Water Infrastructure Falling Apart Nation-wide

Water statistics: 2.5% of all water is fresh (drinkable), 69% of fresh water is locked up in glaciers and ice caps, in the USA 37% (of 127 trillion gallons) is used for irrigation, 1,847 gallons to produce 1 lb beef, 35.7 gallons to make 1 egg, 400 gallons/day/avg home in USA

Water used in energy production (power plants need large quantities of water): 900 gallons of water per MWh of nuclear power electricity, 585 gallons per MWh fossil fuel electricity

Calling All Plumbers

Nicholas S. Wigginton. 17 Feb 2012.Science vol 335.

Water infrastructure is in dire need of rebuilding and modernization for economic and safety. Leaking pipes result in the loss of 7 billion gallons of clean, treated drinking water every day in the United States alone. Water distribution networks are a hodgepodge of aging original pipes, replacement pipes, and pipes made from new materials; moreover, external pressures change over time. It is therefore difficult to predict when a system—let alone an individual pipe—will fail.  Water Res. 10.1016/ j.watres.2012.01.036  (2012).

A Severe Winter Breaks Budgets as Well as Pipes

Feb 16, 2014. Jesse McKinley.New York Times.

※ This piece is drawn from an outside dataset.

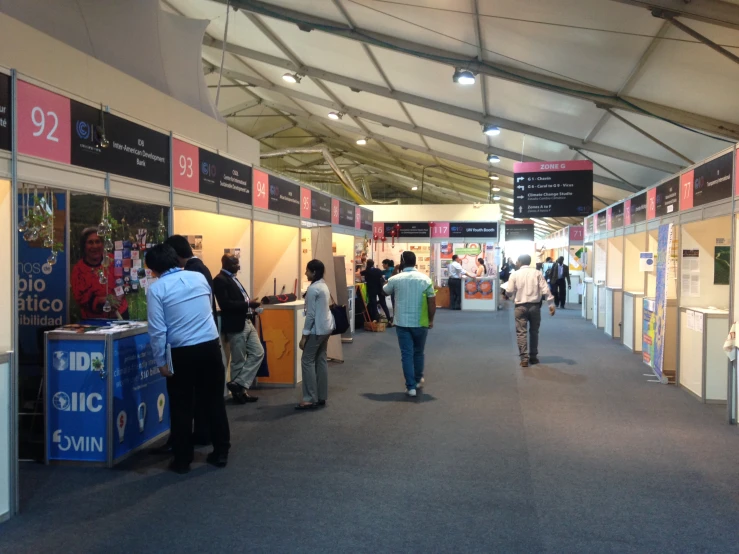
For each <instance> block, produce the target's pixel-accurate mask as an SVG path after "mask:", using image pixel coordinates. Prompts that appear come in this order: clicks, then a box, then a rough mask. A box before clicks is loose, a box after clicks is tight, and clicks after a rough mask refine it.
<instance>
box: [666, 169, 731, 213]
mask: <svg viewBox="0 0 739 554" xmlns="http://www.w3.org/2000/svg"><path fill="white" fill-rule="evenodd" d="M729 175H730V176H731V169H729ZM730 178H731V177H730ZM679 202H680V179H679V178H678V177H675V178H674V179H670V180H669V181H667V182H665V183H662V184H661V185H659V186H658V187H657V196H656V203H655V206H656V208H655V214H656V216H657V217H662V216H665V215H670V214H674V213H677V212H678V211H679V210H680V206H679Z"/></svg>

  • Syracuse has had at least 100 main breaks since the start of the year, a large number for a city of 145,000.  Mayor Stephanie A. Miner said “You don’t cut ribbons for new water mains, but that’s really what matters,” she said.
  • Detroit, the largest American municipality ever to enter bankruptcy, was already suffering from an aging, neglected infrastructure; Darryl Latimer, deputy director of the city’s Water and Sewerage Department, said that after a wave of retirements, the department’s staff, like the budget for water main repair, was not up to the job. To those burdens, this winter added persistent subzero temperatures and heavy snow, contributing to about 500 water main breaks in January, compared with about 300 a year earlier, forcing the city to hire outside crews to try to keep up.  The major break last week in Detroit, in a pipe dating to about 1890, sent water gushing through gaps in the pavement in front of a grocery store, and submerged streets in a 12-block radius to a depth of as much as two feet.
  • Baltimore. 353 water mains ruptured in January, one-third as many as in all of 2013.
  • New York. A 137-year-old main that popped in Lower Manhattan turned some of the most stylish streets in Greenwich Village into a temporary Venice.
  • Boston. A break in Boston’s Chinatown nearly swallowed a public works truck.

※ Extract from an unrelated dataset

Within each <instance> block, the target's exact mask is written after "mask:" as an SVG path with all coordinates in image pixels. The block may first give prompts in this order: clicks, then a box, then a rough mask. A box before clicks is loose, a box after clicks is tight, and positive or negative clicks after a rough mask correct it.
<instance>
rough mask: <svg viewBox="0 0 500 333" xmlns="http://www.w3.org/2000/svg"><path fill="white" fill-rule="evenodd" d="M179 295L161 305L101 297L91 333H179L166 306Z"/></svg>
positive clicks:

“Cities still do not have a lot of cash available, so this particular storm season is having a really severe impact on their budgets,” said James Brooks, a director for community development and infrastructure at the National League of Cities. “We’ve also had many years of disinvestment in things like roads, bridges, water and sewer systems, which makes them more vulnerable.”

Cold weather is tough on water systems because as the water chills, metal pipes contract. At the same time, frost and ice cause the ground to expand, adding pressure.

In addition to the direct costs to governments, harsh weather can also mean lower tax revenue by slowing economic activity.

Detroit’s water drains away from ravaged pipes

Dec 11, 2013. Corey Williams. Associated Press.

Modern technology can help track leaks but that’s an expense that Detroit, with a network of 100-year-old cast iron pipes, can’t afford.

As Detroit goes through the largest municipal bankruptcy in U.S. history, the city’s porous water system illustrates how some of its resources are still draining away even as it struggles to stabilize its finances and provide basic services.

More than 30,000 buildings stand vacant in neighborhoods hollowed out by Detroit’s long population decline, vulnerable to metal scavengers who rip out pipes, leaving the water to flow. The city’s water system has no way of tracking the leaks, and the water department doesn’t have enough workers to check every structure. Sometimes, the water can run for years.

The city’s five water treatment plants pump more than 600 million gallons of drinking water across Detroit’s 139 square miles each day, billing residents for the volume used.  It costs a $250,000 a day to produce that much drinking water ($400 per million gallons), and $500,000 a day for sewage treatment ($800 per million gallons).

In a city with an estimated $18 billion debt, the department has a debt of about $5.9 billion. The water department has lost more than 400 jobs in the last few years, and one study has proposed cutting half of the 1,700 positions left.  Detroit, which once had 1.8 million people, is now down to about 700,000.